Italy’s central bank says the country’s growth is feeble and is likely to remain that way.
Bank deputy director-general Ignazio Visco warned a weak economy is threatening the Rome government’s efforts to contain its massive debts.
“We risk a phase of stagnation, which would slow the decrease in the debt burden,” Visco told a Senate committee, He said Italy’s growth is ilkely to be under one percent this year and even weaker in 2012.
Visco spoke one day after Prime Minister Silvio Berlusconi backtracked on parts of a 45.5 billion euro austerity package intended to balance the budget by 2013.

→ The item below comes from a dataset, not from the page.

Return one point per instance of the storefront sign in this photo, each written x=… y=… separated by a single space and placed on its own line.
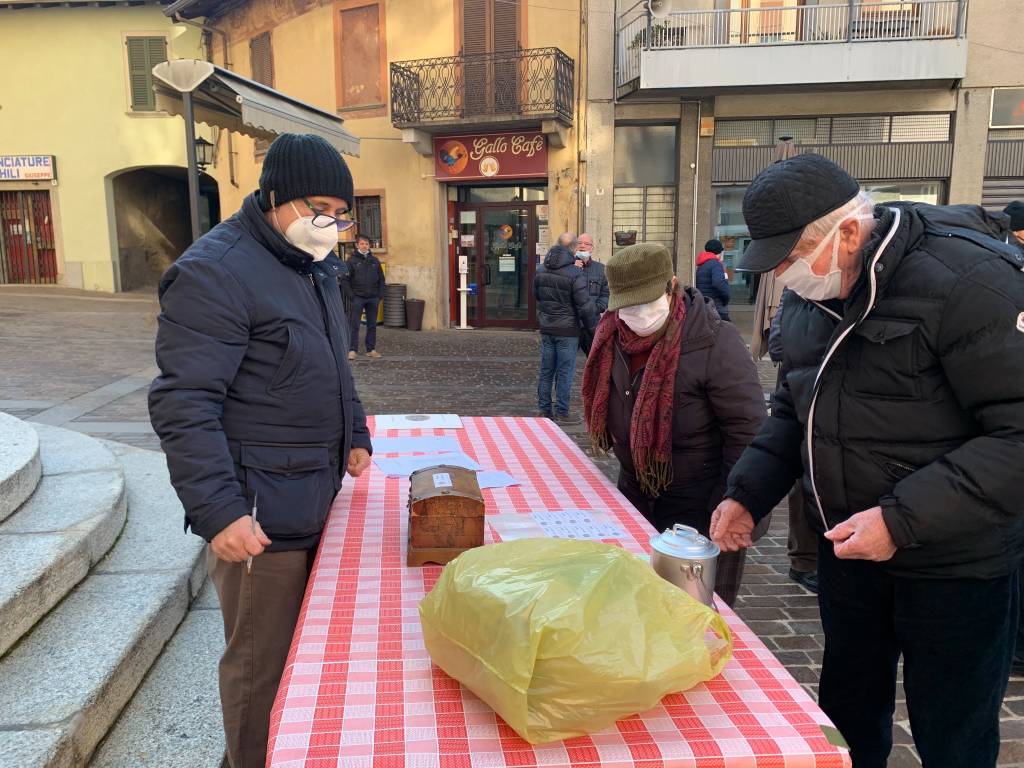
x=1008 y=108
x=492 y=156
x=27 y=167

To avoid splits within his coalition, Berlusconi scrapped a tax on high earners and is scaling back cuts to local authority funding.
A government statement contained little detail on how the government would make up for revenue lost due to the changes.
The package was passed in parliament this month to try to stem weeks of market turbulence that threatened to suck Italy into a Greek-style financial crisis.
It was agreed after heavy pressure from the European Central Bank, but has been criticised by groups ranging from employers’ federation Confindustria to the main trade unions, the opposition and even significant sections of the ruling coalition itself and is certain to be amended further in the coming weeks.
Central bank deputy director-general Visco said changes to the austerity package must include measures to boost growth in the euro zone’s third largest economy: “Balancing the budget has to be combined with economic policy aimed at reviving prospects for growth in our economy.”
At the same time the European Central Bank returned to the market to buy government Italian bonds.
The action was necessary because of weak demand at an auction of 7.7 billion euros worth of long term Italian bonds.
Traders said the ECB stepped in after the auction to buy significant amounts of 10-year Italian debt, halting the rise in yields, that is the level of interest that Rome has to offer on its bonds.
The auction will do little to alleviate the market’s central fear that Italy, seen as too big to be bailed out, will not be able to issue bonds at an affordable level to finance its huge 1.9 trillion euro debt burden.
Italy must still sell up to 90 billion euros in bonds this year and ECB purchases have been steadily decreasing.